There was a shift in the way communication was perceived when researchers took notice of the receiver’s role in the communication process. Linear models fail to take into account the interaction that happens between the communicators. Instead of acting as passive listeners, receivers of the message may also convey information by responding or giving feedback either through oral language, or through actions, gestures, and facial expressions. Although the linear model represents some types of mass communication, it is too simplistic to account for the two-way process of communication.

Schramm's Models

Wilbur Schramm (1955) developed a model in which each of the communicators take on the roles of an encoder, interpreter, and decoder in the communication process. Since responding or giving feedback is also a form of transmitting information, the process is illustrated as interactive and cyclical instead of sequential.
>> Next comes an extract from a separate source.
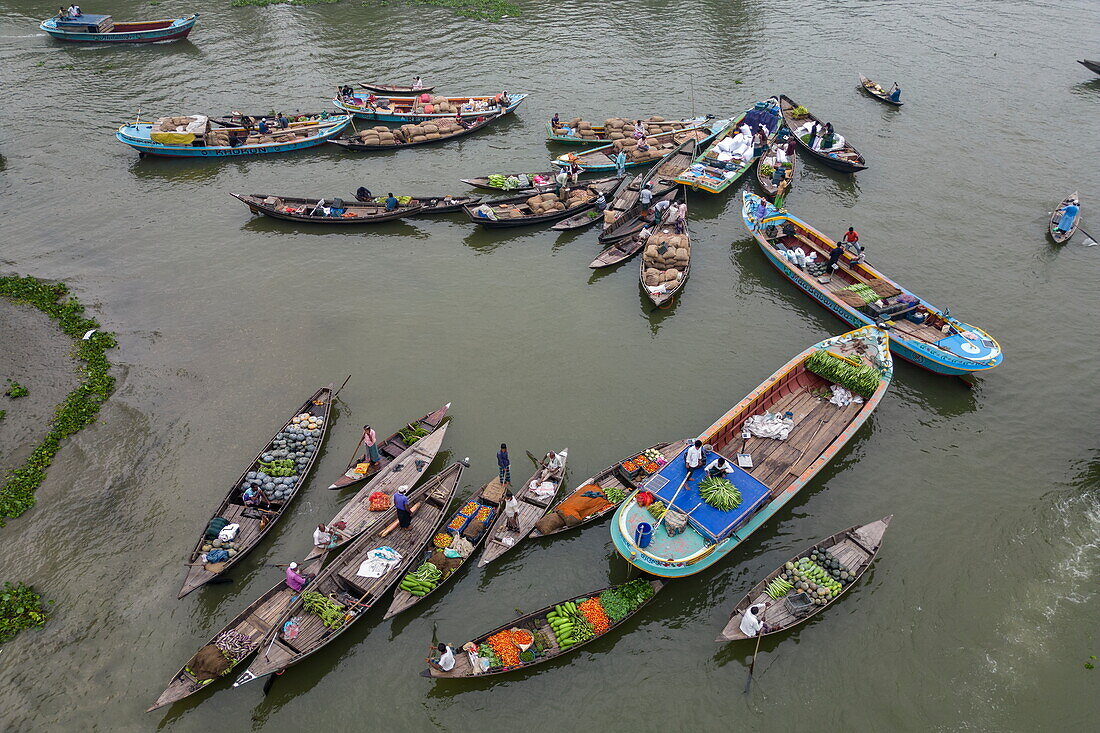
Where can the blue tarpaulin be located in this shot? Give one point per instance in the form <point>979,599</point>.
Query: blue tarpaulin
<point>708,521</point>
Schramm also emphasized the importance of people’s fields of experience in the interpretation of meaning. According to him, there must be an overlap in both communicators’ fields of experience. This means that people involved in communication must share a similar experience or a common schematic background about the topic of conversation in order to connect with, and understand, each other. Cultural differences and the lack of shared experiences often result in misunderstanding. For instance, someone who has never experienced the loss of a loved one may find it difficult to relate to the experiences of a widow or a widower. A child born to a wealthy family may have trouble understanding the plight of the working class. Parents who have never experienced working as a teacher may be less empathetic towards those in the profession.

White's Model

Eugene White’s model recognizes feedback as a part of the communication process. He described the process as sequential and cyclical, following the eight stages of oral communication. These stages are thinking, symbolizing, expressing, transmitting, receiving, decoding, feedbacking, and monitoring. Although White’s model recognizes the interaction of the sender and the receiver of the message, it fails to consider the active role of the receiver of the message in the process.
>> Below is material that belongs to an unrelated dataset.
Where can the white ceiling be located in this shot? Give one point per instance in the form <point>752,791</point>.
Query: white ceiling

Saussure's Speech Circuit Model of Communication

The diagram shows the sequential progression of communication, beginning in the brain of A where a signifier and signified are mutually articulated in a linguistic sign. The sign is spoken by A which is heard in the ear of B. Person B then makes an association between sound-image and concept in his brain and composes a message in return, by the same means.

According to Saussure, when persons think of a concept (c), it triggers his sound pattern (c, i) which led him to utter the concept (phonation or vocalization). The acoustic sound is then transmitted to another interlocutor who hears it (audition or hearing) which in turn triggers the sound pattern that makes him think of the concept.